Como tantas veces, en los últimos meses se apeló al reiterado recurso de bajar el precio del dólar para que la inflación ceda. En el curso de ese proceso, el precio del dólar en nuestro país se divorció de cualquier canasta de monedas relevantes que se quiera considerar, y ese divorcio se expresa en varios pesos uruguayos por dólar. Se lo hizo por medio de una política monetaria extremadamente contractiva y a destiempo, con el agregado monetario relevante creciendo entre 1% y 3% anual. Y manteniéndose esa meta para este cuarto trimestre en el que será imposible de ser cumplida, por más que se apriete: parecería que el BCU no estuviera viendo la desaceleración que se viene dando con firmeza desde hace varios meses en la velocidad de circulación del dinero.

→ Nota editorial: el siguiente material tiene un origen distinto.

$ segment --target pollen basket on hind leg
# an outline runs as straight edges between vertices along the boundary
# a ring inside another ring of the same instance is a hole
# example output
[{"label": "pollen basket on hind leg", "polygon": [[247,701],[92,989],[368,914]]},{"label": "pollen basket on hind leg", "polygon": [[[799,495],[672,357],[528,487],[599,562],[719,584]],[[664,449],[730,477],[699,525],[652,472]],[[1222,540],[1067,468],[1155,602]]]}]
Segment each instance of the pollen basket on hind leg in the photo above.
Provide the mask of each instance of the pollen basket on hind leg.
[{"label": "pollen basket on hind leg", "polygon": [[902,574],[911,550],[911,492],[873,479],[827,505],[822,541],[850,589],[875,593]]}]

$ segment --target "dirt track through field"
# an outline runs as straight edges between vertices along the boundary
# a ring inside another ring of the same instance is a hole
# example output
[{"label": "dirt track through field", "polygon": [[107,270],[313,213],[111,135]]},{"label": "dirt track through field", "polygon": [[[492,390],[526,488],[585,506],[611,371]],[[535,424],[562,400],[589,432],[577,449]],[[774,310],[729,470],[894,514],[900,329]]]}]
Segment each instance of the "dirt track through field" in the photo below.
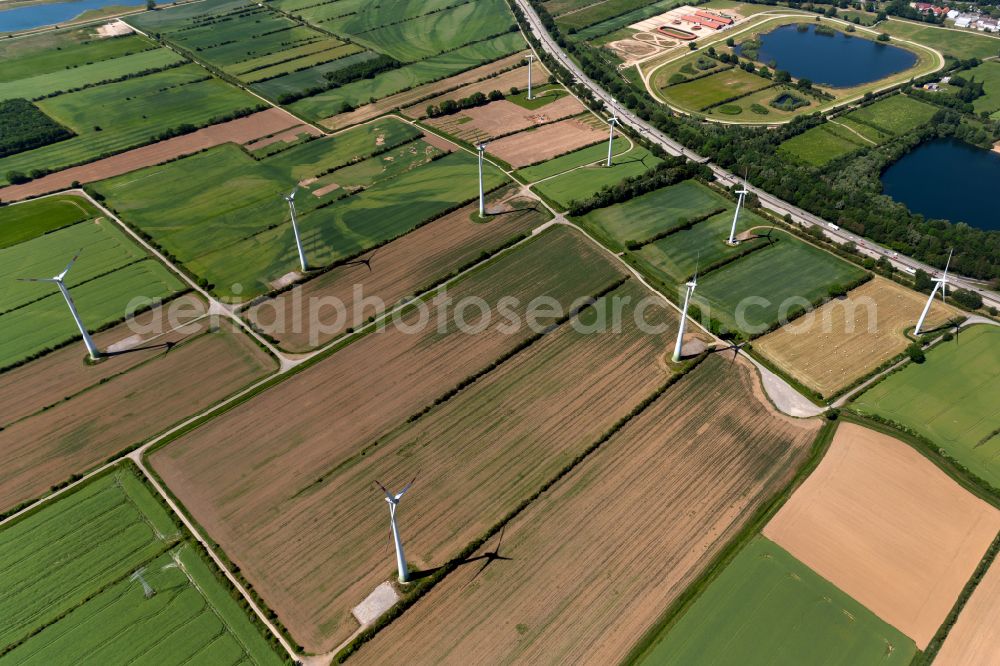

Entre marzo y octubre el dólar bajó 12,5% mientras que la inflación subyacente se redujo en 2,8 puntos porcentuales. El fuerte deterioro del tipo de cambio real es el precio que se está pagando por reducir la inflación de este modo, con políticas inconsistentes entre sí y con el signo opuesto al que deberían tener. En esos siete meses se perdió en materia de tipo de cambio real con fuera de la región, lo mismo que se había ganado en tres años.

Cuenta corriente.

Mientras tanto, el déficit de la cuenta corriente de la balanza de pagos se reduce a pasos agigantados, ubicándose actualmente en torno a 1% del producto. Con el déficit fiscal estabilizado en los últimos dos años, todo el esfuerzo del ajuste ha sido del sector privado, que de desahorrar ha pasado a ahorrar significativamente. Y este panorama de ahorro privado positivo podría revertirse de mantenerse previsible la debilidad del dólar. Con el dólar a 28 pesos, los ingresos son más altos en dólares que con el dólar a 33 y de ese modo se abaratan en términos del ingreso, los bienes importados y en particular los durables (autos, electrodomésticos).

Sin embargo, ello no ocurriría si los consumidores no vieran como permanente la debilidad del dólar. Lo sucedido con éste tras el triunfo electoral de Trump, parece abonar esta idea, lo que sería, de concretarse, una amenaza sobre la "primaverita" que se estaba empezando a disfrutar.